Wie steht die Band zu den Vorwürfen?

Im März wurde die Band in einem Interview auf die Erwähnungen im Verfassungsschutzbericht angesprochen. Sie entgegnete: „Wir wollten da nie rein.“ Von vielen der frühen Songs hat sich die Band mittlerweile distanziert. Das Lied „Staatsgewalt“ spielt sie schon lange nicht mehr. Seit 2016 wird Feine Sahne Fischfilet nicht mehr im Verfassungsschutzbericht erwähnt. In Interviews äußern sich die Musiker kritisch gegenüber Ausschreitungen bei linken Demonstrationen.
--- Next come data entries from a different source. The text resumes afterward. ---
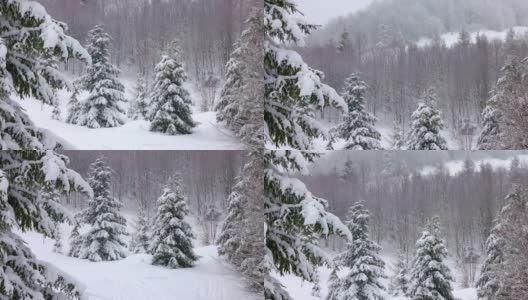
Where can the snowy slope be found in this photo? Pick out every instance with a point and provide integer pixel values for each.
(300, 290)
(134, 278)
(451, 38)
(457, 166)
(386, 132)
(134, 135)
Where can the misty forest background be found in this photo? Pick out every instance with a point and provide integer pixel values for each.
(402, 197)
(141, 30)
(385, 43)
(139, 178)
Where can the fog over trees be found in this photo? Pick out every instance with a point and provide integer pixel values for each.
(410, 20)
(398, 49)
(139, 176)
(141, 28)
(405, 190)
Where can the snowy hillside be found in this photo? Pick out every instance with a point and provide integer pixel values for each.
(134, 278)
(302, 290)
(134, 135)
(451, 38)
(457, 166)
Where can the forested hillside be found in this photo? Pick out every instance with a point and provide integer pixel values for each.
(410, 20)
(141, 29)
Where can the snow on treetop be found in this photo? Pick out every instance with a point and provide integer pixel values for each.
(55, 169)
(52, 32)
(4, 184)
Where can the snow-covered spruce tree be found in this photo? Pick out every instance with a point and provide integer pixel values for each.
(504, 274)
(103, 242)
(400, 281)
(295, 221)
(75, 240)
(489, 137)
(516, 224)
(425, 129)
(293, 91)
(139, 106)
(56, 113)
(27, 35)
(509, 107)
(357, 128)
(230, 236)
(491, 273)
(240, 238)
(170, 110)
(102, 108)
(23, 174)
(141, 239)
(74, 107)
(50, 194)
(334, 286)
(361, 257)
(241, 104)
(398, 142)
(430, 277)
(171, 244)
(57, 245)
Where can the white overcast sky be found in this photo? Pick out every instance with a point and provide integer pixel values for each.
(321, 11)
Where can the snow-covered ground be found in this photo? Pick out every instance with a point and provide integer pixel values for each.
(302, 290)
(134, 278)
(134, 135)
(451, 38)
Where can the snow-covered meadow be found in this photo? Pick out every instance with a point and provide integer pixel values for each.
(134, 278)
(134, 134)
(300, 289)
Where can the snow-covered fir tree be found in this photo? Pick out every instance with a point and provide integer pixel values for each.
(241, 103)
(170, 110)
(357, 128)
(172, 236)
(515, 219)
(140, 241)
(398, 141)
(22, 275)
(425, 127)
(74, 107)
(490, 133)
(57, 245)
(102, 108)
(504, 272)
(295, 221)
(293, 92)
(21, 59)
(505, 120)
(363, 281)
(399, 286)
(104, 240)
(335, 286)
(56, 113)
(430, 276)
(138, 107)
(51, 195)
(76, 239)
(230, 236)
(240, 240)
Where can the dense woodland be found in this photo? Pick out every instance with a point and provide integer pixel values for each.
(401, 198)
(410, 20)
(399, 75)
(141, 28)
(139, 177)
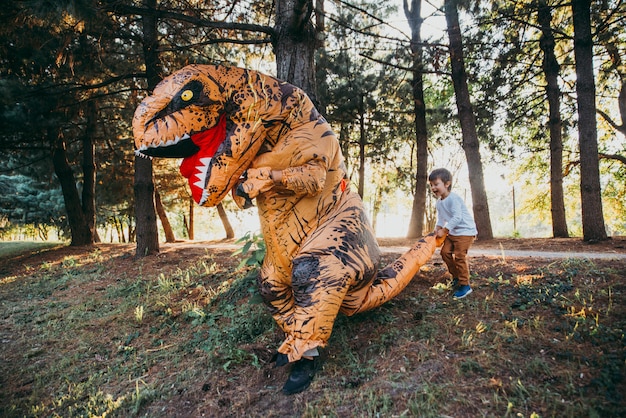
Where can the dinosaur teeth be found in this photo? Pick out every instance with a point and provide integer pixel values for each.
(138, 153)
(202, 171)
(203, 199)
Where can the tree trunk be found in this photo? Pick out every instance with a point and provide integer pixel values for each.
(167, 228)
(295, 44)
(416, 224)
(471, 145)
(591, 197)
(553, 92)
(362, 143)
(81, 233)
(145, 214)
(190, 226)
(227, 226)
(89, 169)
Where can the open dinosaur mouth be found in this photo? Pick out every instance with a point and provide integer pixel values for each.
(196, 167)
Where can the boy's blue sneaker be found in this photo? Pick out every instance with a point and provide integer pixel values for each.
(462, 291)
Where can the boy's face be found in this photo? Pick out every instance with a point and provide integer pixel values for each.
(439, 188)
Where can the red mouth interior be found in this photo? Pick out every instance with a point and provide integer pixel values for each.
(208, 141)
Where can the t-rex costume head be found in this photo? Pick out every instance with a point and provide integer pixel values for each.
(236, 129)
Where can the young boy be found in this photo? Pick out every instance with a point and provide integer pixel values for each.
(454, 219)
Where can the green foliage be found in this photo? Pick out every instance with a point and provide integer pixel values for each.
(252, 250)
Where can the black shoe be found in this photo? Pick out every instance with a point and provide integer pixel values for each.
(280, 359)
(301, 376)
(454, 284)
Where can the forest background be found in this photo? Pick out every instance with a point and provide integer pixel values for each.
(73, 72)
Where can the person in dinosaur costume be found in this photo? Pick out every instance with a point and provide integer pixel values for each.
(260, 138)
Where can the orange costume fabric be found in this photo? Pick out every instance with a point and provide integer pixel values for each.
(234, 128)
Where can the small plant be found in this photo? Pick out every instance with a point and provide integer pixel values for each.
(139, 314)
(253, 249)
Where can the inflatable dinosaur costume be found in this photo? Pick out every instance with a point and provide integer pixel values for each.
(242, 131)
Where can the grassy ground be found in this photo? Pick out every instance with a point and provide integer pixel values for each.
(95, 332)
(10, 249)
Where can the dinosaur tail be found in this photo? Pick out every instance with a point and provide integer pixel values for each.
(391, 280)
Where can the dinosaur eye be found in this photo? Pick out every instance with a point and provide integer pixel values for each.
(186, 95)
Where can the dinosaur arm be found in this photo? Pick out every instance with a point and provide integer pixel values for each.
(307, 179)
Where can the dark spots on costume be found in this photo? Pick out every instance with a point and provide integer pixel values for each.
(303, 278)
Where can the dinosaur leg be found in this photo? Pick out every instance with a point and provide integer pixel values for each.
(340, 255)
(391, 280)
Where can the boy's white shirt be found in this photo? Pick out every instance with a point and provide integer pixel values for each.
(453, 215)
Über die Gewaltexzesse beim G20-Gipel in Hamburg sagten sie: „Wir solidarisieren uns mit vielen, finden aber manches auch total bescheuert. Natürlich geht es gar nicht, bei G20 Autos anzuzünden.“

Was ist die Motivation der Band?

Die Musiker sind in der mecklenburgischen Provinz aufgewachsen, in Orten wie Loik in Vorpommern. Sie kamen früh in Kontakt mit Neonazis und Rechtsextremisten, die ihre Konzerte besuchten. Sie grenzten sich gegen diese Gruppierungen ab. So organisierten sie in Jarmen ein Musikfestival gegen Rechts. Sie veranstalten Lesungen, Diskussionen, Fußballturniere und Konzerte in Gaststätten und Dorfzentren, um die Einwohner vor Ort auf die Gefahr eines Rechtsrucks aufmerksam zu machen. Mit der Kampagne „Noch nicht komplett im Arsch“ schaltete sich die Gruppe 2016 in den Landtagswahlkampf ein: Auf Kundgebungen machte sie Stimmung gegen NPD und AfD. Man wolle außerhalb der „hippen Großstädte“ etwas gegen Rassismus tun. Sänger Jan Gorkow engagierte sich für die Rechte von Flüchtlingen und organisierte außerdem einen Hilfsgüter-Konvoi nach Syrien. Nach eigenen Worten geht es der Gruppe darum, „der Wut gegen Rassisten, Sexisten, Homophobie und den Staat eine Stimme zu geben und Neonazis entgegenzuwirken“.